Jesus. Oh, my sweet Jesus!
He was reading from a report that had been put together as part of the larger investigation into police involvement in hijackings. It was dated nearly a year after he had gone to jail. There was a photocopy of a detective's handwritten notes, very hard to read--it looked like the officer had used pencil.
2/23. Interv albert constanto olice investigation 44-3452--operation take back subject not involved in jackings but sheet on drug missed court rants, dropped one, kicked down to lesser included, subject reported overheard... in flannigan's bar key man for stolen merch, always behind scenes, layers of protection knows "everything" in BK, white male, fifties, first name starts with j married nanci , "j" is key constanto says.
I'll say he's key, Nick Carelli thought. For my mission at least. Flannigan's was one of the underground meeting places for organized crime operations. This mysterious "J" figure, who'd operated in BK--Brooklyn--with connections and a wife, Nanci, would know who was who in the hijacking scene back then. And if he couldn't directly help Nick, he'd probably know somebody who could. He flipped through the remaining pages, hoping to find a transcript of the notes, which would be easier to read, but no. There wasn't much else. And no follow-up finding the "J" figure and his wife Nanci.
Then he saw why.
An NYPD memo announced the end of Operation Take Back. The commissioner praised the officers for greatly reducing the incidence of hijackings and the involvement of corrupt police officers in them. Many 'jackers and their police allies were behind bars; others, against whom cases could not be made, had been driven out of the business. The real answer was made clear in several other memos, announcing the formation of several anti-terrorist and -drug task forces. Resources within the NYPD were limited, always true, and stolen TVs fall pretty low on the gotta-stop-it scale, compared with al-Qaeda wannabes in Westchester targeting synagogues and Times Square.
Well, good news for him. This meant it was all the more likely J and Nanci were still free and would be able to help him.
His first reaction was to pick up the phone and call Amelia, tell her that what she'd done--betting on him--had paid off. But then he decided not to. He'd called her earlier but she hadn't picked up. He sensed she wouldn't pick up now either. Anyway, he wanted something more substantive to tell her and he still had to track down this J, convince him to help. And Nick didn't have a lot of street cred. Former cop and former con. That meant a lot of folks, from both sides of the swamp, wouldn't be real inclined to help him out.
Also, talking to Amelia would give free rein to those feelings again, and that was not, he guessed, a good idea.
Or was it?
He pictured her again, that long red hair, her face, the full lips. She seemed hardly to have aged while he was inside. He remembered waking up beside her, listening to the clock radio, the announcer: "Ten-ten WINS... you give us twenty-two minutes, we'll give you the world."
Reflect later, he told himself bluntly. Get your ass in gear. You've got work to do.
CHAPTER 25
Their first argument of substance.
About something small. But an essential aspect of forensic work is that something small can mean the difference between a killer killing once more or never again.
"It's your database," Juliette Archer was saying to Rhyme. "You put it together." A concession of sorts. But then she added, "That was, of course, a while ago, no?"
They were in the parlor. Mel Cooper was the only one present. Pulaski was home, as was Sachs, with her mother.

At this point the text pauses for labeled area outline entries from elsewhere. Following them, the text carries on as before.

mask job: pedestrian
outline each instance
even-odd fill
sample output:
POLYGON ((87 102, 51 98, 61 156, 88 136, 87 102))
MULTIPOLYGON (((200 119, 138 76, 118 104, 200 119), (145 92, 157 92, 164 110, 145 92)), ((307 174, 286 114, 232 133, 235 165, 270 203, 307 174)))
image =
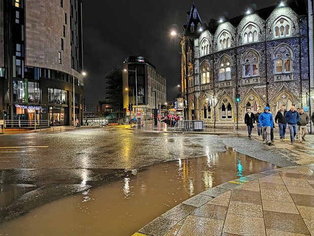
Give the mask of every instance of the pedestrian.
POLYGON ((285 119, 288 123, 288 126, 290 130, 290 140, 291 144, 294 143, 294 138, 297 135, 297 122, 300 119, 299 113, 295 110, 294 106, 291 106, 290 110, 287 112, 285 119))
POLYGON ((265 107, 264 112, 260 115, 258 121, 262 127, 263 140, 266 140, 266 143, 270 146, 270 129, 273 128, 273 120, 268 107, 265 107))
POLYGON ((302 143, 302 141, 305 141, 304 137, 307 133, 307 127, 306 124, 308 123, 309 119, 307 114, 304 112, 303 108, 299 109, 299 115, 300 119, 297 122, 298 125, 298 131, 299 133, 299 142, 302 143))
POLYGON ((257 113, 254 115, 254 119, 255 119, 255 121, 256 121, 256 126, 257 126, 257 134, 258 134, 258 136, 260 136, 262 134, 262 127, 261 126, 260 123, 259 123, 258 120, 261 112, 261 110, 258 109, 257 110, 257 113))
POLYGON ((252 137, 251 133, 252 133, 252 129, 253 129, 253 124, 255 123, 254 119, 254 114, 251 112, 251 109, 248 109, 248 112, 244 116, 244 123, 248 126, 248 132, 249 132, 249 138, 252 137))
POLYGON ((286 128, 287 128, 287 121, 285 119, 286 113, 287 113, 287 111, 285 111, 285 107, 282 106, 275 117, 275 123, 277 124, 277 122, 278 122, 279 136, 281 139, 285 138, 285 134, 286 134, 286 128))

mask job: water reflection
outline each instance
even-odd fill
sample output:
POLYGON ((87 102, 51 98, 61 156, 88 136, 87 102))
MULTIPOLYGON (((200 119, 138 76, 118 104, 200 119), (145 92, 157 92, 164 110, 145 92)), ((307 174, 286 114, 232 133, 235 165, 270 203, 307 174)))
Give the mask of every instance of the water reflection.
MULTIPOLYGON (((178 159, 64 197, 0 225, 3 235, 132 235, 194 194, 273 165, 238 153, 178 159)), ((82 184, 88 179, 82 175, 82 184)))

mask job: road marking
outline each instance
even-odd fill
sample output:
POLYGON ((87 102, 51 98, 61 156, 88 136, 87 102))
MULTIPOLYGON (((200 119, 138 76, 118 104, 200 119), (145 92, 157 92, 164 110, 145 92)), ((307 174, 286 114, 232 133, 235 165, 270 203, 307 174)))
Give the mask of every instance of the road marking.
POLYGON ((49 146, 29 146, 25 147, 0 147, 0 148, 48 148, 49 146))

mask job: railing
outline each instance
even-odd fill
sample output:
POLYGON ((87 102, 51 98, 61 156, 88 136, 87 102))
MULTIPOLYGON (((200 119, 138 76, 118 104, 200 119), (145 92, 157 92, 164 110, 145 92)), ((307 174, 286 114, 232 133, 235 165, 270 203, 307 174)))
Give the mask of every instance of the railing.
MULTIPOLYGON (((35 126, 34 120, 5 120, 6 127, 30 127, 35 126)), ((49 126, 49 120, 36 120, 36 127, 49 126)))
POLYGON ((205 131, 206 127, 204 120, 178 120, 174 129, 176 131, 205 131))

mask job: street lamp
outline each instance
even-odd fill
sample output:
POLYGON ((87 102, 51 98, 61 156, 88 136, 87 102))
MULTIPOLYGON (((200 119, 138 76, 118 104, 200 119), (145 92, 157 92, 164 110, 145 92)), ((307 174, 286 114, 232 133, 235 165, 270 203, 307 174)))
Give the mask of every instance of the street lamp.
MULTIPOLYGON (((132 71, 131 70, 124 69, 124 71, 132 71, 135 72, 135 91, 136 91, 136 116, 137 116, 137 74, 136 72, 136 67, 135 67, 135 71, 132 71)), ((133 93, 134 94, 134 93, 133 93)))
MULTIPOLYGON (((83 72, 81 74, 83 76, 85 76, 87 75, 86 72, 83 72)), ((75 83, 74 78, 74 73, 72 75, 73 77, 73 126, 75 127, 75 83)))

Cooper was holding a dry marker, glancing with his infinitely patient face from Rhyme to Archer, waiting for a conclusion to settle like a bee on a stamen. So far, only flutter.

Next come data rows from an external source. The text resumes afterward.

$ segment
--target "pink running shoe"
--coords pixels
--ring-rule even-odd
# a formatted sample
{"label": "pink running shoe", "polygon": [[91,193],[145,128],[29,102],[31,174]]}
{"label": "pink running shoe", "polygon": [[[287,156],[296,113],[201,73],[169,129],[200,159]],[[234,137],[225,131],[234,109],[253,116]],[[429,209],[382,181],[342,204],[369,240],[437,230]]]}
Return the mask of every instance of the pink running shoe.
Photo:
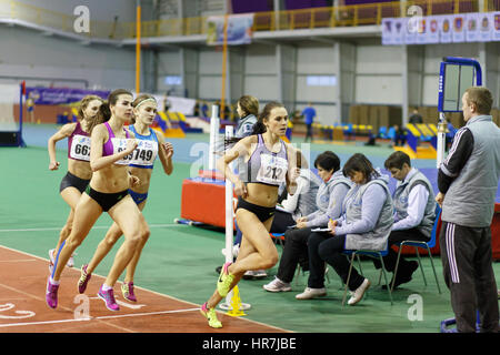
{"label": "pink running shoe", "polygon": [[84,264],[83,266],[81,266],[80,280],[78,281],[79,293],[86,292],[87,284],[89,283],[90,277],[92,277],[92,274],[87,273],[87,266],[89,266],[89,264]]}
{"label": "pink running shoe", "polygon": [[137,302],[137,297],[133,293],[133,282],[124,282],[121,284],[121,293],[123,294],[123,298],[130,302]]}
{"label": "pink running shoe", "polygon": [[58,290],[59,285],[52,284],[49,276],[47,280],[46,301],[51,308],[56,308],[58,306]]}
{"label": "pink running shoe", "polygon": [[118,305],[117,301],[114,300],[113,288],[103,291],[102,286],[99,288],[98,293],[99,298],[106,302],[106,307],[109,311],[120,311],[120,306]]}

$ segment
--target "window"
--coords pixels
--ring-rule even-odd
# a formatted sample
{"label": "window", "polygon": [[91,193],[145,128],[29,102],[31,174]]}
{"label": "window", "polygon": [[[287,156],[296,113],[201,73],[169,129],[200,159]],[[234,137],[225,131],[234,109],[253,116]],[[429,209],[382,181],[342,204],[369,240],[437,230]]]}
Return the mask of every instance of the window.
{"label": "window", "polygon": [[164,77],[166,85],[182,85],[182,77],[180,75],[167,75]]}
{"label": "window", "polygon": [[308,87],[336,87],[337,77],[336,75],[308,75],[307,77]]}

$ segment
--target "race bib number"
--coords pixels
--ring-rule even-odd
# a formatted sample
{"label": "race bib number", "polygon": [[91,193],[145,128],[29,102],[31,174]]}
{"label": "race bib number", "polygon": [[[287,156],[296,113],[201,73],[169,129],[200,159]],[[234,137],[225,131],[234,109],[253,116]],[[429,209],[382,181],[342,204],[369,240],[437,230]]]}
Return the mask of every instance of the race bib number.
{"label": "race bib number", "polygon": [[90,136],[76,134],[71,142],[70,158],[90,162]]}
{"label": "race bib number", "polygon": [[[111,139],[113,142],[113,153],[119,153],[127,149],[126,139]],[[114,164],[119,165],[140,165],[148,166],[154,163],[154,159],[158,155],[158,143],[154,141],[138,140],[138,145],[130,154],[119,160]]]}
{"label": "race bib number", "polygon": [[286,159],[270,154],[261,154],[257,181],[266,184],[279,185],[284,182],[287,171],[288,162]]}

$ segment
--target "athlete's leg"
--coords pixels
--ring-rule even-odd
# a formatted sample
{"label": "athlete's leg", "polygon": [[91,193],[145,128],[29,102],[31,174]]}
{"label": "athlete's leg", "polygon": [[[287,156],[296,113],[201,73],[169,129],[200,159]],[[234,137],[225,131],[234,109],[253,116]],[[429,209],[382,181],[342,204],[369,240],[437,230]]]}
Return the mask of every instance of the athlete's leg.
{"label": "athlete's leg", "polygon": [[113,265],[106,278],[107,286],[113,286],[123,270],[130,263],[142,240],[148,239],[150,231],[144,216],[130,195],[109,210],[110,216],[123,232],[126,241],[114,256]]}
{"label": "athlete's leg", "polygon": [[[146,201],[142,201],[138,205],[138,207],[139,207],[139,210],[141,212],[144,209],[144,205],[146,205]],[[146,222],[146,220],[144,220],[144,222]],[[149,229],[149,226],[147,224],[144,224],[142,226],[142,229]],[[139,258],[141,257],[142,248],[144,247],[144,245],[148,242],[148,240],[149,240],[149,233],[143,235],[143,237],[140,241],[138,247],[136,248],[136,253],[133,254],[132,260],[130,261],[129,265],[127,265],[127,274],[126,274],[126,277],[124,277],[124,282],[126,283],[133,282],[133,275],[136,274],[136,268],[137,268],[137,265],[139,263]]]}
{"label": "athlete's leg", "polygon": [[59,281],[66,263],[73,254],[74,250],[83,242],[90,229],[102,213],[102,209],[88,194],[82,194],[74,210],[74,220],[71,234],[64,242],[64,246],[58,255],[56,267],[52,274],[54,281]]}

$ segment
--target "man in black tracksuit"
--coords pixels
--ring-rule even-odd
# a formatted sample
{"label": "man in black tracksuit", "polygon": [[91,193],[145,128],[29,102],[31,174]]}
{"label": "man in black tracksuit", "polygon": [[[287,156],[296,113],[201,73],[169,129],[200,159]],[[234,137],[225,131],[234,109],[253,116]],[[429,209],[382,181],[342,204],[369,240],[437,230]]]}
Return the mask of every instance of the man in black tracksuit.
{"label": "man in black tracksuit", "polygon": [[458,332],[499,331],[491,229],[500,179],[500,129],[492,122],[491,92],[470,88],[462,97],[467,124],[460,129],[438,174],[444,281]]}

Rhyme replied, "Geologic shifts happen rather slowly in my experience. Over millions of years, in fact." A subtle but acerbic assault on her position.

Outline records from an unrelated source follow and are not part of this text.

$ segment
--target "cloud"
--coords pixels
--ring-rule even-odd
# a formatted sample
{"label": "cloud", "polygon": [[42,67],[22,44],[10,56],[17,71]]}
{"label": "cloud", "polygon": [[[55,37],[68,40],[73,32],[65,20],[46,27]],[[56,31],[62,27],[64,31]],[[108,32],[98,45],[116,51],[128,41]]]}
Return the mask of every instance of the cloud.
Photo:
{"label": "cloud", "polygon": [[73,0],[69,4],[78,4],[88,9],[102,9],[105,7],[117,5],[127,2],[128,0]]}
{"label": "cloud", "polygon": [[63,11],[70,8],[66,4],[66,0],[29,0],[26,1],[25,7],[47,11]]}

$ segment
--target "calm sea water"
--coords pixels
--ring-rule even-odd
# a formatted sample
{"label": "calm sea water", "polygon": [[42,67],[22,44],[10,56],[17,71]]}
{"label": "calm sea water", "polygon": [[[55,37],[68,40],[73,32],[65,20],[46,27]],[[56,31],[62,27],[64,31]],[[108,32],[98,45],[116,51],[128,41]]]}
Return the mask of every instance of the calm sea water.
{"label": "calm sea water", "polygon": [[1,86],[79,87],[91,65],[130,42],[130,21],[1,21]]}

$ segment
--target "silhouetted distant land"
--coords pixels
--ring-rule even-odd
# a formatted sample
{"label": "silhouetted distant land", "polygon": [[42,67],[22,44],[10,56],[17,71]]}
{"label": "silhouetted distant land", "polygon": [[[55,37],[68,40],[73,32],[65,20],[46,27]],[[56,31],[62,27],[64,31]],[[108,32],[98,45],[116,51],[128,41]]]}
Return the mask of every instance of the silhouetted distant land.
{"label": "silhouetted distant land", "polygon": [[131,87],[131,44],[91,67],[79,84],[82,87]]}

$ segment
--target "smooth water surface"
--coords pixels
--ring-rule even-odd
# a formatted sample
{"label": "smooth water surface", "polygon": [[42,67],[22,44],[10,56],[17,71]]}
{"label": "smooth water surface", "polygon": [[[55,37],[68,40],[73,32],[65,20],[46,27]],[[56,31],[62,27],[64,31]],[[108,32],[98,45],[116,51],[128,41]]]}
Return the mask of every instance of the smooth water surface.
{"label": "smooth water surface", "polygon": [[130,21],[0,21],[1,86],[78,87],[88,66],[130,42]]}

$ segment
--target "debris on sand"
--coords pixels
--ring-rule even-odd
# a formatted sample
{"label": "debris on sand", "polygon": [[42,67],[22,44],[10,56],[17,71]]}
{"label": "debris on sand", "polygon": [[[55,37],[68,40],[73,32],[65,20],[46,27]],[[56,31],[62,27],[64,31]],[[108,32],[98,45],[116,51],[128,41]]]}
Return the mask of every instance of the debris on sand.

The issue was a simple one, having to do with the humus--decomposed earth--Sachs had found at the earlier crime scene. The composition of the humus, Rhyme believed, dictated that its source was Queens, and, because of the large amounts of fertilizer and weed killer (he too largely discounted bombs and human poisons), it was a place where an impressive lawn was important, like a country club, resort, mansion, golf course.